26 Things I Learned from 'Game of Thrones' Episode 1

--If you like a woman, fuck her from behind. Whores are for missionary and cowgirl.

--It doesn't matter what kinky shit you're into. The royal family has you beat.

--It doesn't matter what you saw. If you desert your post, your head is forfeit.

--If your mom tells you not to climb something, DON'T CLIMB IT.

--It is acceptable to call the King fat, so long as he calls you fat first.

--All dwarves are bastards in their fathers eyes.

--Yes, you can have a dog. Provided you walk it, clean up after it, train it, and bury it if it dies.

--If the King asks you to go somewhere, you fucking go. If the Prince asks you how old you are, run for your fucking life.

--There is no Dothrakian phrase for "Thank You."

--If less than three people die at a Drogo wedding, it is considered a boring affair.

--Having 40,000 sexual partners is acceptable, provided it wins your brother his throne back.

--If the dead people are not where you left them, do not go looking for them.

--The penalty for interrupting public sex is half your entrails.

--He who passes the sentence must also carry it out.

--Once the man next to you has begun fucking a whore from behind, it is common courtesy to allow him to finish before taking your turn.

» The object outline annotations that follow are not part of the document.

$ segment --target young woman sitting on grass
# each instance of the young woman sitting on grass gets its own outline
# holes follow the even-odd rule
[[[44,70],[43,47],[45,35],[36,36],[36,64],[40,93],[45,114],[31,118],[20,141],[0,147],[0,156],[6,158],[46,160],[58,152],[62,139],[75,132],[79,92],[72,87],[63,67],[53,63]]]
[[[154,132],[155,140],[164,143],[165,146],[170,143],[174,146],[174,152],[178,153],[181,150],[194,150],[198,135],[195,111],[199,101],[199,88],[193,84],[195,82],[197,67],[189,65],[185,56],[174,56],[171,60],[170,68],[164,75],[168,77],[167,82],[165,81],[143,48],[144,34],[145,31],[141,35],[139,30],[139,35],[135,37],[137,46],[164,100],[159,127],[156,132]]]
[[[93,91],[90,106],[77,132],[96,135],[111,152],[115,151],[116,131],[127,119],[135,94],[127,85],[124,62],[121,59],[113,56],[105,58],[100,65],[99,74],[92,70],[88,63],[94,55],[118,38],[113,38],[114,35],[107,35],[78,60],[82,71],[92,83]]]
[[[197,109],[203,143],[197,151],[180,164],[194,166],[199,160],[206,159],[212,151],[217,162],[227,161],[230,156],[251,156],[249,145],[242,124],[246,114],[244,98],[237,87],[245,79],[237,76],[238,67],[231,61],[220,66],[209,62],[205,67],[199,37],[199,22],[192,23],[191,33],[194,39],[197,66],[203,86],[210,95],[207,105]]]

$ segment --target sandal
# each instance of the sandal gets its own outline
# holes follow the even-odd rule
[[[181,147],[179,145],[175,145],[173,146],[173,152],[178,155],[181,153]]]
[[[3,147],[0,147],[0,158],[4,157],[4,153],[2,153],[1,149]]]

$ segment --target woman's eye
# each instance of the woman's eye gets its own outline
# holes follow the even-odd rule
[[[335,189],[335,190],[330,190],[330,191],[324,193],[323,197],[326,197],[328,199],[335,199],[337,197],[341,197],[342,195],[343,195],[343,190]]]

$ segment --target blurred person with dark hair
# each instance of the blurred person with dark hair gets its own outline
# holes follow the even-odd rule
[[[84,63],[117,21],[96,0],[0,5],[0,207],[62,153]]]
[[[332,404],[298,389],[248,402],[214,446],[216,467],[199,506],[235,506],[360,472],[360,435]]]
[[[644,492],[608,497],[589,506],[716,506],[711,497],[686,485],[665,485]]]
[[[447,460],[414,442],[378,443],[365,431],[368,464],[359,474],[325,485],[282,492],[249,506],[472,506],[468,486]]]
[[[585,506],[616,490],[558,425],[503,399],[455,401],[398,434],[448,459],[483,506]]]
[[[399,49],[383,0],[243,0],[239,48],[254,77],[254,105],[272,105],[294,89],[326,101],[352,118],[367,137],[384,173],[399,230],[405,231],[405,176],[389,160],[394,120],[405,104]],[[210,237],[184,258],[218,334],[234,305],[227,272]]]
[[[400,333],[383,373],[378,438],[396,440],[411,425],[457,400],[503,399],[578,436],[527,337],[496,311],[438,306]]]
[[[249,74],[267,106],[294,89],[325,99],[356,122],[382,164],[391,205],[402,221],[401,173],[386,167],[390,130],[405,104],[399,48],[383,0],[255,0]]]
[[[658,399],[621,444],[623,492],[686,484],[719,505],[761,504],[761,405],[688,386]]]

If you interrupt him, no one may re-enter the whore until one of you is dead.

--Let me give you some advice, bastard: Never forget who you are. Wear it like armor. And it can never be used to hurt you.

--If you live in a castle, and you hear two people having sex..... ignore it.

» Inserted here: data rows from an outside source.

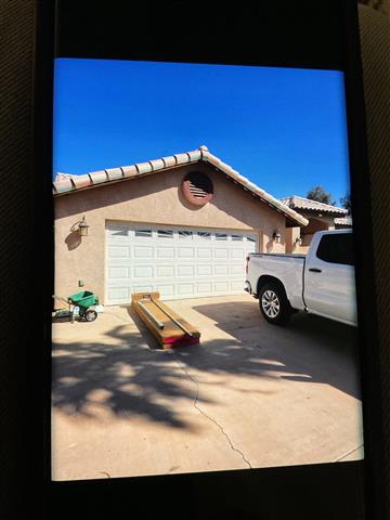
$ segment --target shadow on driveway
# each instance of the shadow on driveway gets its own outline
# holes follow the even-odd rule
[[[282,377],[332,385],[360,399],[352,327],[303,314],[292,316],[288,327],[275,327],[262,320],[255,302],[247,301],[192,309],[204,325],[202,342],[174,352],[156,349],[153,336],[131,311],[129,325],[114,326],[99,340],[55,342],[53,405],[72,416],[91,416],[88,404],[98,401],[118,417],[142,416],[190,428],[176,403],[186,400],[193,405],[197,390],[188,379],[192,370],[199,384],[210,374],[234,385],[232,377],[239,376],[237,386],[246,376]],[[221,337],[216,336],[218,329]],[[200,406],[209,402],[200,392]]]

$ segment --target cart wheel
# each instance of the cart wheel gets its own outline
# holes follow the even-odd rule
[[[86,322],[93,322],[98,317],[96,311],[87,311],[84,314]]]

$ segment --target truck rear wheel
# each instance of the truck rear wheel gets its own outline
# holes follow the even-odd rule
[[[283,325],[291,315],[286,292],[278,284],[269,283],[261,287],[259,307],[264,320],[274,325]]]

--If you are not sure about the quality of your breasts, your brother will give you his honest opinion.

--If you're 10 and learning to be a man, don't do it anywhere near your tomboy older sister. Also, relax your arm and don't over-think it.

--In the absence of black people, the man in the darkest cloak dies first.

--If you are female and under 18, you are either good at sports, or a vacuous shallow whore. There is no in between.

--Everyone manning the Wall is a red-shirt Ensign. Jon Snow is the only exception.

--If you are walking in the forest and the man you're facing suddenly looks at you in a frightened manner, do not look at him questioningly. Drop to the ground immediately and question it later.

--The carriage is for the prince and princess. Kings ride a fucking horse.

--Fossilized dragon eggs are still pretty.

And finally,

--If you are a European actor, you will grow up to do quality work like this. If you are an American actor, you will be cast as an extra in "Transformers 3."

1 comment:

  1. You mentioned the disembowelment-as-punishment-for-coitus-interruptus twice. So there are really only 25 things.